Further development of PathProfiler would therefore seem to be potentially worthwhile, and tools such as this will likely become increasingly important. As AI algorithms become available for use within the diagnostic setting, the quality assurance related to their development will likely be scrutinised10, 34, much in the same way as for other medical devices. It is foreseeable that in the future there will be a need to provide evidence of the quality of cohorts used for the development of AI tools being considered for clinical use, or of a means to evidence that quality-related issues had been considered and accounted for during the study design. Consideration of quality is therefore paramount during algorithm development. Tools that can detect quality issues with WSIs are therefore important/relevant in the collation of image repositories for research purposes and are further justifiable given the significant resources needed to undertake the task of digitising the slides. Ideally, a quality indicator could be provided alongside a WSI library to inform potential researchers of the basic quality of the cohort and the nature of artefacts present. However, in our opinion the development of such a tool capable of analysis across tissue types now requires a concerted effort to collate larger and more varied sample cohorts to enable exposure to the full range of potential variables, ensuring reliability and lack of bias. As such, we have made the code, trained models and generated quality overlays available at [https://github.com/MaryamHaghighat/PathProfiler](https://github.com/MaryamHaghighat/PathProfiler) for further studies.

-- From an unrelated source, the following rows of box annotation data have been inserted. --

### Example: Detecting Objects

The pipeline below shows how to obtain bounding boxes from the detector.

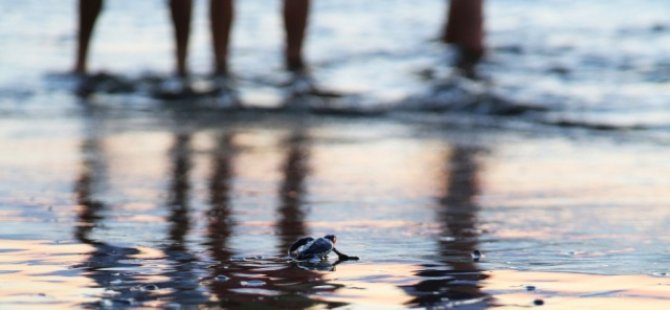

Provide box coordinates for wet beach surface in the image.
[0,0,670,309]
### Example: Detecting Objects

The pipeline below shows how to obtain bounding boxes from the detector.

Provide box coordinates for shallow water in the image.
[0,0,670,309]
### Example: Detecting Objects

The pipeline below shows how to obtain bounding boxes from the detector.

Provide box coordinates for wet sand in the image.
[0,106,670,308]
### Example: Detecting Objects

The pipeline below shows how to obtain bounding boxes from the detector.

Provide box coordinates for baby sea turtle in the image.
[288,235,358,262]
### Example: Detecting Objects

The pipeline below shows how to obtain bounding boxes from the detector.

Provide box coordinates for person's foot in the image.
[455,48,484,80]
[75,72,135,97]
[154,75,193,99]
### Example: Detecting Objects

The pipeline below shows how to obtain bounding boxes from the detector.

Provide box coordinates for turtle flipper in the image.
[298,238,335,260]
[288,237,314,257]
[333,248,360,261]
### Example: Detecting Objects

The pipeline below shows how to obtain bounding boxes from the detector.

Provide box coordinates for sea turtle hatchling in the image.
[288,235,358,261]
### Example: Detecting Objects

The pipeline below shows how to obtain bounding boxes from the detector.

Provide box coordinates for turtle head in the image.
[323,235,337,244]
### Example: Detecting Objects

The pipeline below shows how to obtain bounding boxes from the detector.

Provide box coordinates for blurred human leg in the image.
[442,0,485,75]
[74,0,102,74]
[283,0,310,71]
[170,0,193,77]
[209,0,235,76]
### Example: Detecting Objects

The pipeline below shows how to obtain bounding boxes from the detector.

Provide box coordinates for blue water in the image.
[0,0,670,308]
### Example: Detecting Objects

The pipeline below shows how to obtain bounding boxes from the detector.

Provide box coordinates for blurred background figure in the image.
[74,0,310,94]
[168,0,310,93]
[441,0,485,77]
[74,0,102,75]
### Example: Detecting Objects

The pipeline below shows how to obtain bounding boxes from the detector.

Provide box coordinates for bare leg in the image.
[170,0,193,77]
[74,0,102,74]
[209,0,235,75]
[284,0,310,71]
[442,0,485,75]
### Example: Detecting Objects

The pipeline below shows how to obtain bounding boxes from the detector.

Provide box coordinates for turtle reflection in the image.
[205,131,345,309]
[403,146,490,308]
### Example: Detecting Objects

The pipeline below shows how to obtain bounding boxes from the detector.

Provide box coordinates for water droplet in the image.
[240,280,265,286]
[470,250,484,262]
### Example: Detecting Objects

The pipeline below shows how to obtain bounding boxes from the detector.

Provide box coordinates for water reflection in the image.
[73,111,152,307]
[208,130,345,309]
[403,145,490,308]
[277,130,309,255]
[159,132,209,305]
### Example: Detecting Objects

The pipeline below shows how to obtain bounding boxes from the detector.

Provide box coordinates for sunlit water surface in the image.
[0,0,670,309]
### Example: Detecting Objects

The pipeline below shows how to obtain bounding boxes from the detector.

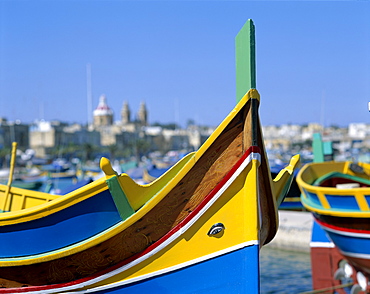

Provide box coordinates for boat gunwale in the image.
[296,161,370,218]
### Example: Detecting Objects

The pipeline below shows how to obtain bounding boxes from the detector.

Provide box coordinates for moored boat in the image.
[297,161,370,293]
[0,19,299,293]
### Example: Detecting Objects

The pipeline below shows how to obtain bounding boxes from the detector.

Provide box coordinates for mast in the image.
[86,63,92,126]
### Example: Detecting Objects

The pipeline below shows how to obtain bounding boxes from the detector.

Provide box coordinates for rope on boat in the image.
[299,283,353,294]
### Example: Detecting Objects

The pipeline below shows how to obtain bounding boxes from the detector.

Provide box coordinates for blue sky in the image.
[0,0,370,126]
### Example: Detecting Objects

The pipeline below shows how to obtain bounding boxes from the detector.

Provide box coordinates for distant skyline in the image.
[0,0,370,126]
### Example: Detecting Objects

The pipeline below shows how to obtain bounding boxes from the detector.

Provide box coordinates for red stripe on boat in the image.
[315,217,370,236]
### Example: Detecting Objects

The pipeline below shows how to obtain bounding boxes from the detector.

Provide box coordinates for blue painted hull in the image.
[93,245,260,294]
[0,190,122,258]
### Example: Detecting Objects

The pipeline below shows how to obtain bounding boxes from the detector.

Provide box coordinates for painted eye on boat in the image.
[207,223,225,236]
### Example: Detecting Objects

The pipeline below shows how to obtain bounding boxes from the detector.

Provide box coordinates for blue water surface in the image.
[260,246,312,294]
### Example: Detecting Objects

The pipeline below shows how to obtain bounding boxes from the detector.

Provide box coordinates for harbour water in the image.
[260,246,312,294]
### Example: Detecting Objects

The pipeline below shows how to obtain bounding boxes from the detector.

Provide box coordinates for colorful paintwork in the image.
[297,162,370,293]
[0,89,299,293]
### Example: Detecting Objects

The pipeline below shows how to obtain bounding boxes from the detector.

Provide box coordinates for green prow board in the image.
[235,19,256,103]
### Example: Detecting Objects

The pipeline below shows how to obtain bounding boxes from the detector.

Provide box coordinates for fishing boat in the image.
[297,161,370,293]
[0,89,299,293]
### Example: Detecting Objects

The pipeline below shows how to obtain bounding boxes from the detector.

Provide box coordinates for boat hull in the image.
[75,245,260,294]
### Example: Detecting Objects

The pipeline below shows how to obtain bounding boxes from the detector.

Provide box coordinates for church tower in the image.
[137,102,148,126]
[121,101,131,125]
[94,95,113,127]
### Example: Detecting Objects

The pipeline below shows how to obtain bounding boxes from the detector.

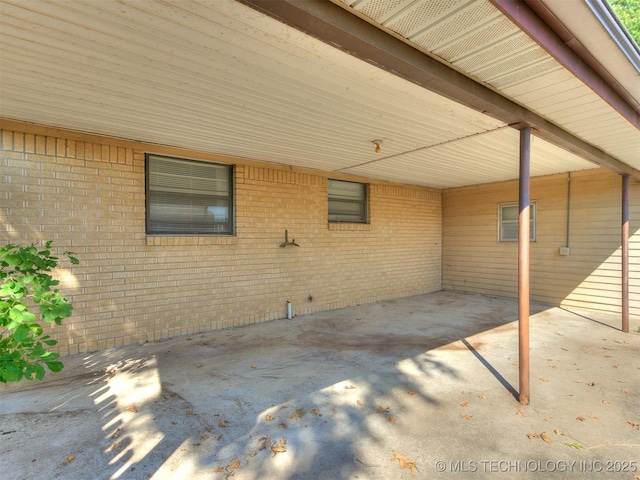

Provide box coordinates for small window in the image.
[499,203,536,242]
[146,155,233,235]
[329,179,367,223]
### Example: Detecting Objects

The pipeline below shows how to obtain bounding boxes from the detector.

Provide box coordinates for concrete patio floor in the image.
[0,292,640,480]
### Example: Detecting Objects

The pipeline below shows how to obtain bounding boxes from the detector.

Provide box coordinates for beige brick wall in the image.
[442,169,640,316]
[0,122,441,354]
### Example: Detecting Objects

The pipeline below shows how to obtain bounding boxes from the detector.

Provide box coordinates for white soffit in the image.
[0,0,594,188]
[334,0,640,169]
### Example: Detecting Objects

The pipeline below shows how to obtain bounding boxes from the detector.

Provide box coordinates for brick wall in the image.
[443,169,640,317]
[0,125,441,355]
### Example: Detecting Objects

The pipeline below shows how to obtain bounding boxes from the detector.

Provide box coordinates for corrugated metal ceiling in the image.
[0,0,640,188]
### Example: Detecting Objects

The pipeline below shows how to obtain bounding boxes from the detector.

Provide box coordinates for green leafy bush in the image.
[0,241,78,383]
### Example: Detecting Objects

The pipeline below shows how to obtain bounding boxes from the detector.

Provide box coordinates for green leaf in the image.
[11,324,31,343]
[0,365,23,383]
[9,305,36,323]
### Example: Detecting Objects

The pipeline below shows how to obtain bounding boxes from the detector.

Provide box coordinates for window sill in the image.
[146,235,238,247]
[329,222,371,232]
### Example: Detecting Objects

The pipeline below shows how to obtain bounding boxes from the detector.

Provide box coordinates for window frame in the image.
[327,178,369,225]
[145,153,235,236]
[498,201,538,243]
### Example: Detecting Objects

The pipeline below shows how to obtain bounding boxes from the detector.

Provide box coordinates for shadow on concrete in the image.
[0,292,548,480]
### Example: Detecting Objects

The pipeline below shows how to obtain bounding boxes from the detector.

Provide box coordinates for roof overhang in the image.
[0,0,640,188]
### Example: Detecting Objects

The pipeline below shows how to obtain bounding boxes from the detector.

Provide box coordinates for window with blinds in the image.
[499,203,536,242]
[146,155,233,235]
[329,179,368,223]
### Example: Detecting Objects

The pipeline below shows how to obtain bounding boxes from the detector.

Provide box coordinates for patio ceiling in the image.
[0,0,640,188]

PathProfiler may equally have the future potential for utility within a workflow for diagnostic pathology in the clinical setting and given that the algorithm runs on images at relatively low magnification the impact on throughput time in a clinical pipeline would not be significant. Whilst the benefit for a clinical workflow in highlighting sub-optimal WSIs is evident, there is also a downstream benefit for research, and increasingly so. Retrospective cohorts of cases have been the mainstay of data resources to date for computational pathology, and for research requiring long-term patient outcome data they will remain so, however, the roll-out of digital pathology within the diagnostic setting has opened the doors for prospective collation of whole slide images (WSI) for research purposes. As a result, resources are being ploughed into forward-looking schemes which involve the prospective collation of WSI directly from the diagnostic workflow. The PathLAKE project ([https://www.pathlake.org](https://www.pathlake.org)) is an exemplar of such a scheme drawing on WSIs from multiple academic clinical settings to populate a repository that can be utilised for algorithm training, in a pioneering partnership between industry and the NHS. Whilst it is anticipated that these contemporary diagnostic slides would be afflicted with fewer quality issues and we have seen this in our data 12% vs 2% old vs new, artefacts are still recognised and quality assurance is still very relevant.

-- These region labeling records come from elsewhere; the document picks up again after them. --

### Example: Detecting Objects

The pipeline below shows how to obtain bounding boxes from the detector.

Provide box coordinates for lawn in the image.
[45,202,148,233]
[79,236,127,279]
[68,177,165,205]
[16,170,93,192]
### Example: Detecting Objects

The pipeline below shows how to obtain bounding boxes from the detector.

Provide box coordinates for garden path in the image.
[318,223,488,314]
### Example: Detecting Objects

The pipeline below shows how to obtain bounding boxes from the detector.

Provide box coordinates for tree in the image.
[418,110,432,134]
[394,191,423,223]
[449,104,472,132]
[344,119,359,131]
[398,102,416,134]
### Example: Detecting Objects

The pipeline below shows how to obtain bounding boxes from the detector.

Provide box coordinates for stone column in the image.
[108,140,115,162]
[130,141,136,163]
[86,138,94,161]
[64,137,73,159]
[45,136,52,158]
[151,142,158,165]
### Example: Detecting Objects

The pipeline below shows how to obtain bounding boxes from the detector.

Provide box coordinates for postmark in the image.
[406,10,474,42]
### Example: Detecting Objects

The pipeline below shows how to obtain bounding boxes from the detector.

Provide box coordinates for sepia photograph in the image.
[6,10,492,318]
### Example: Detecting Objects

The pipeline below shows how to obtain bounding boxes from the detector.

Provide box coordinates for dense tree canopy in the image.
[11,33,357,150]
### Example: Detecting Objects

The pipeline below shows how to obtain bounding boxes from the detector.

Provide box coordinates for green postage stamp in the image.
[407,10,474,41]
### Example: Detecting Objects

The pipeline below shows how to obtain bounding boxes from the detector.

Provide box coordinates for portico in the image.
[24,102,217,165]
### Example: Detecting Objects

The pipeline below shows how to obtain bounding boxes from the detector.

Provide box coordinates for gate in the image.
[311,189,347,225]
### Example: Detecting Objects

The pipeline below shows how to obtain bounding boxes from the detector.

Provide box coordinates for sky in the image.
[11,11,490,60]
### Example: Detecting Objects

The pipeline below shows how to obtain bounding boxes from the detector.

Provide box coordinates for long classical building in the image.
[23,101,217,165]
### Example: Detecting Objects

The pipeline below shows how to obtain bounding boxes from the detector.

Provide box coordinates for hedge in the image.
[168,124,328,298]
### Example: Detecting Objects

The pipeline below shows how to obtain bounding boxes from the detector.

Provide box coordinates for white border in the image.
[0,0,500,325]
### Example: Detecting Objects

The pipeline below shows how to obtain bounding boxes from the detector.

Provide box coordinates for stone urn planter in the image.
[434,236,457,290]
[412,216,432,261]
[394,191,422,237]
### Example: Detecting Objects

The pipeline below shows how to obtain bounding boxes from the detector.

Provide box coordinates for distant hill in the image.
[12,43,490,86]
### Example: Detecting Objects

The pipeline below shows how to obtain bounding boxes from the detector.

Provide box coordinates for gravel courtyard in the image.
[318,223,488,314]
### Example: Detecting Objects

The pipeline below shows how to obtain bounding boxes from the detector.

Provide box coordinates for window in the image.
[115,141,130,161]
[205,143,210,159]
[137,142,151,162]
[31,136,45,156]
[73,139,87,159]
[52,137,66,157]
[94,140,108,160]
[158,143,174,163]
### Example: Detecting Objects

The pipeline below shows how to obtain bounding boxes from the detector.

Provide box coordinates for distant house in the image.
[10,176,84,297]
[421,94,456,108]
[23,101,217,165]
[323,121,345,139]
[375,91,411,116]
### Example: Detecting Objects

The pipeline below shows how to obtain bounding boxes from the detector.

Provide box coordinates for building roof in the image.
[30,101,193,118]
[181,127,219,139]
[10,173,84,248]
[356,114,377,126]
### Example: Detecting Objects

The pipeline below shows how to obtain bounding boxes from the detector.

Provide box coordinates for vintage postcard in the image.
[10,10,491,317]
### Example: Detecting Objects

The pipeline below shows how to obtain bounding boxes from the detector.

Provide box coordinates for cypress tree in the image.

Whilst large prospective cohorts may be suitable for the development of AI tools, for example to aide cancer detection or assess biomarker status, retrospective cohorts with linked outcome data remain necessary in the development of algorithms to detect novel prognostic tissue features, for example. For this reason, algorithms developed for quality assessment will remain relevant. It is for this reason that we consider the output from our study as particularly significant.

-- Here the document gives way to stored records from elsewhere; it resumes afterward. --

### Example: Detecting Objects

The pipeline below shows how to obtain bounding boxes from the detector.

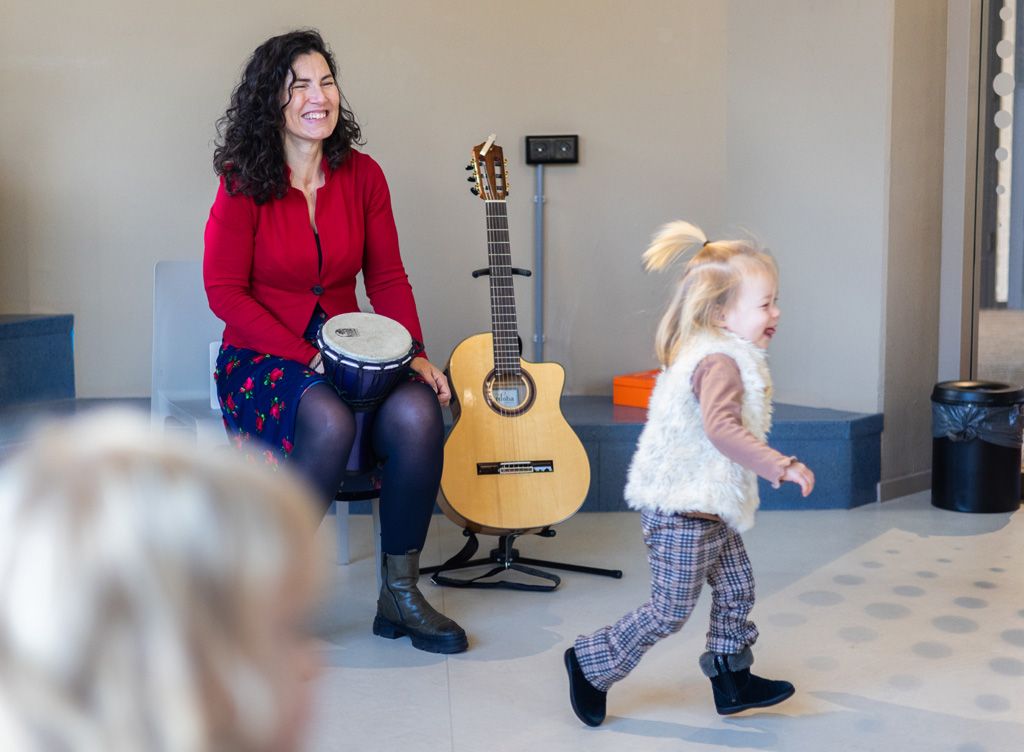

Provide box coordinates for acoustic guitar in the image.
[439,137,590,535]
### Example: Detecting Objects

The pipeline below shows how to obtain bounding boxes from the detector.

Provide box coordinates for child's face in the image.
[720,275,781,349]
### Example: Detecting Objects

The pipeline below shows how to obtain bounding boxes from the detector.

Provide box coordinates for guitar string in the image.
[485,194,528,495]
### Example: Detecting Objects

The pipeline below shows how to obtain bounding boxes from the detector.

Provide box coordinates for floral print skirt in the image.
[213,307,327,466]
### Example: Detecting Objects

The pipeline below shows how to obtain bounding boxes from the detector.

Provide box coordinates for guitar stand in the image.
[420,528,623,592]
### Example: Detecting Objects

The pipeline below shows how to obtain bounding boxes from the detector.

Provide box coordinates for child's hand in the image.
[782,460,814,498]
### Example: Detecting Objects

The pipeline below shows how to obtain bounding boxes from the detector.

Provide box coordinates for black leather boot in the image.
[700,650,795,715]
[374,550,469,653]
[565,647,608,726]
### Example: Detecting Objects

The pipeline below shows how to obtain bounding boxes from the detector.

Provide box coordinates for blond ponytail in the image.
[643,220,708,271]
[643,221,778,368]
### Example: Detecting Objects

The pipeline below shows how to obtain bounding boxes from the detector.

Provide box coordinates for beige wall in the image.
[0,0,725,396]
[881,0,946,500]
[726,0,893,412]
[0,0,945,491]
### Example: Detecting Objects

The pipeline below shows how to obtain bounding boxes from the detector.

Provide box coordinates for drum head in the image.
[321,312,413,363]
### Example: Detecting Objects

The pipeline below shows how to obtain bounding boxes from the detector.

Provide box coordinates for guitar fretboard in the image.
[484,201,520,376]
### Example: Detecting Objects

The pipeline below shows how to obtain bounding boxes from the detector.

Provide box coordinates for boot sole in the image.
[374,616,469,655]
[562,647,605,727]
[716,688,796,715]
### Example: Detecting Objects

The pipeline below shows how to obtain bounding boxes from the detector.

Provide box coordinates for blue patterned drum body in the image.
[316,312,418,472]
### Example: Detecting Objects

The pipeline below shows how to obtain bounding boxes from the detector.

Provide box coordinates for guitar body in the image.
[440,334,590,535]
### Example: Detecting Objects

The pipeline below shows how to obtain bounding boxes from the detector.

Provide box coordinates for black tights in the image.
[291,381,444,555]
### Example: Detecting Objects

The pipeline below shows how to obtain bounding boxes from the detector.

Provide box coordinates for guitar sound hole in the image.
[483,371,536,415]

Finally, in addition to the impact on cohort quality, a tool such as PathProfiler that has been developed and validated with specialist pathologist annotated datasets can be time-saving for both pathologists and data scientists. An algorithm to assess diagnostic usability will avoid the need for manual curation of datasets and, in contrast to prior work, our proposed model is reliable in distinguishing artefacts such as out-of-focus regions from glue or ink, and in identifying potentially remediable quality issues. Furthermore, through the identification of ‘unusable’ images at a patch-level, data scientists can decrease their model uncertainty by restricting the input only of ‘usable’ image patches to train their AI algorithms.

### 4.1 Future work

As part of future work, we will optimise the model to be deployed as part of the data acquisition effort. Our annotated data size is relatively small and does not cover various artefacts seen in different cohorts. We are aiming to improve the tool performance on other cohorts by aggregating more data. This can be done through semi-supervised learning methods and information extracted from diagnostic reports to limit input required from experts. Furthermore, with the help of the community to collect various artefacts in different tissue types and settings, we believe PathProfiler can be extended to a comprehensive and clinically relevant quality assessment tool.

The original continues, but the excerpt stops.